Most people do not want their cheesy goodness to move and do not want change. Change is scary and challenging. In the end I believe most people accept change and move along to the better cheese. Then there is me….

I have been a solid do not move, touch or even look at my cheese kind of person. I like my daily routines thank you very much. As long as I am in charge of the change and I am the creator of the change it is fine, but let someone else change something that affects me look out. I think it is the helpless feeling of not having control. What’s crazy is I haven’t had control in years until just recently. I have let life push me along. I did grab hold of control, went to school and changed my stressful job. Slowly I have taken control back. It is my cheese and I will do the moving..not you…me.

There’s old wisdom that advises that we can only lean against that which resists. This suggests that there might just be something good, or at least useful, about resisting change. Discovering what this resistance is and learning to work with it is key to understanding reluctance to change. That is all fine and dandy as long as I am in charge of the cheese…I mean change.

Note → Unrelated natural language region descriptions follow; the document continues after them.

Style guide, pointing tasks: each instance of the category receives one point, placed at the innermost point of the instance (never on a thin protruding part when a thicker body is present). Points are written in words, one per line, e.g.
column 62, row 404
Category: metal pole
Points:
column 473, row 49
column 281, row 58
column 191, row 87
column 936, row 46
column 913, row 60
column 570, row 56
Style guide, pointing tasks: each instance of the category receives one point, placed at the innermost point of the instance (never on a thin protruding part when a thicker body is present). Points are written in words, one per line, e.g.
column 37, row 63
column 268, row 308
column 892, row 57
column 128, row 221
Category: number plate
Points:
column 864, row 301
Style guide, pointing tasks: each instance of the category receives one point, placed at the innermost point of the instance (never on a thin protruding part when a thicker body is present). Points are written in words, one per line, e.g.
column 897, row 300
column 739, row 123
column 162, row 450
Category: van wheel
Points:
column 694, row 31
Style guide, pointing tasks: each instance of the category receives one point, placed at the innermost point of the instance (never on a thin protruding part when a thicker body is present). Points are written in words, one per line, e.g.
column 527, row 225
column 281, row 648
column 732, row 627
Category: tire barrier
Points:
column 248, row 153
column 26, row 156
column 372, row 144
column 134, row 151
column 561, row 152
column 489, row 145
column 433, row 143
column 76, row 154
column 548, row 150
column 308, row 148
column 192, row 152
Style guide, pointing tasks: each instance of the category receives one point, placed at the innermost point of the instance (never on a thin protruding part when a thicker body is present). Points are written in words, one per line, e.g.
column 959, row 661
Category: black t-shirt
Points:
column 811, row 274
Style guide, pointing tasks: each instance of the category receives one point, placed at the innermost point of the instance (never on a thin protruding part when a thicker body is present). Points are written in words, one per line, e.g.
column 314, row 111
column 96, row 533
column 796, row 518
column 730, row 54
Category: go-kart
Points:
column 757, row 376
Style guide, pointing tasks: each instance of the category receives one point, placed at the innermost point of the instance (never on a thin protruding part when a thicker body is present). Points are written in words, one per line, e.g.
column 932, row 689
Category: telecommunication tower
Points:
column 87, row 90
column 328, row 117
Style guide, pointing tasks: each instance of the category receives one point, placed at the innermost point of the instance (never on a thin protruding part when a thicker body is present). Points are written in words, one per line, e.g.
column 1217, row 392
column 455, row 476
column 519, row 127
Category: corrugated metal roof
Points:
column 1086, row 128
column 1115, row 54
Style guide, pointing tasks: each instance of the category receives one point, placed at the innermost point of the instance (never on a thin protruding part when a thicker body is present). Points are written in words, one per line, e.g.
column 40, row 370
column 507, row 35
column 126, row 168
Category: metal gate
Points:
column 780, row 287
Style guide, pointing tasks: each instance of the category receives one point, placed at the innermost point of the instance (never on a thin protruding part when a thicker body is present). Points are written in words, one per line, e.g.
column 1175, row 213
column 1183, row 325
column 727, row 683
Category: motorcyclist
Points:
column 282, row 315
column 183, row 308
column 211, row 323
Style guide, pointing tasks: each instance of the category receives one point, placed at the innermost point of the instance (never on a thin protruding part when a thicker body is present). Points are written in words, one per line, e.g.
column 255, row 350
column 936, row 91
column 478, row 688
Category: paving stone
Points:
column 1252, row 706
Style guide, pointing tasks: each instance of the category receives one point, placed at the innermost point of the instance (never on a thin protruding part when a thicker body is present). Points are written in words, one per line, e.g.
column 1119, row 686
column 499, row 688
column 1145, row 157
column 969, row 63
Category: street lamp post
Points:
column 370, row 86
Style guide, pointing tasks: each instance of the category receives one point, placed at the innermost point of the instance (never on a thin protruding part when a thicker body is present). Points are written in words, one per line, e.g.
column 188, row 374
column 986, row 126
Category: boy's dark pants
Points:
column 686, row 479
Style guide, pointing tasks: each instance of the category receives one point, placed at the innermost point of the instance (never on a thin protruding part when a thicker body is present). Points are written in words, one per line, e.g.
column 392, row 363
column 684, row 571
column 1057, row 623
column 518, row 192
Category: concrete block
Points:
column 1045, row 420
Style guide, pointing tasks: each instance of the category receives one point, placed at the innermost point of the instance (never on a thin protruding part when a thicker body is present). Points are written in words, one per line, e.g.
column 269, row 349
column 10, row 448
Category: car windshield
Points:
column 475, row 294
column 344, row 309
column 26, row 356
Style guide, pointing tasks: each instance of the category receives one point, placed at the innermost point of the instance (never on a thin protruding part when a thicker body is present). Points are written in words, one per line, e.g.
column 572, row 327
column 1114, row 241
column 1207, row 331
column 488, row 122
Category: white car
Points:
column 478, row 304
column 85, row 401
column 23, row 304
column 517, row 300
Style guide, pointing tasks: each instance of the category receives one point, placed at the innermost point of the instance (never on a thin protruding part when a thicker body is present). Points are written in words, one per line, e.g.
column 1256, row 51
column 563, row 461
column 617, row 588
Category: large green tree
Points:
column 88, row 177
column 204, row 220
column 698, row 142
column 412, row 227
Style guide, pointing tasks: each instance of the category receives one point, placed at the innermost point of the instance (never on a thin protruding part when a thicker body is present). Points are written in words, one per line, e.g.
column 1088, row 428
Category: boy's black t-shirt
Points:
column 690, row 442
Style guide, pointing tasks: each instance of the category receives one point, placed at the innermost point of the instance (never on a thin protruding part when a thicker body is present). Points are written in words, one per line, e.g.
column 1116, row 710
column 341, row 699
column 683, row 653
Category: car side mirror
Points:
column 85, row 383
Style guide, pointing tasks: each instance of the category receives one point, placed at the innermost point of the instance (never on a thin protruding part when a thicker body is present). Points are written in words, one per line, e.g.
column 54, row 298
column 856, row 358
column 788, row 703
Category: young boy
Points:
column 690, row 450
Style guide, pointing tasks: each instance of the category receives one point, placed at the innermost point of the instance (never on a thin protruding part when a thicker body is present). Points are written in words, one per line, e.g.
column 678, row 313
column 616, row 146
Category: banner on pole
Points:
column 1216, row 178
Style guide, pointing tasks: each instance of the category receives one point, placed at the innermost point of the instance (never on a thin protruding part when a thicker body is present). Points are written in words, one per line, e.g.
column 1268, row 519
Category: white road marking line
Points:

What throws me for a loop is when I am not in control of the change. That sends me in to flight mode. You know, fight or flight? I am a classic flight risk when I loose control. Either I fly or I bury my head in the sand and ignore the change. If I don’t see it, don’t acknowledge it, then it is not real…..there you go…denial.

Learning that change, even wanted change is stressful will make dealing with the cheese realignment easier. Taking the cheese knife in hand and carving the life you want is hard too. I have no answers here. You have to decide how you will deal with the fact of life that someone will move your cheese. It is just a matter of time.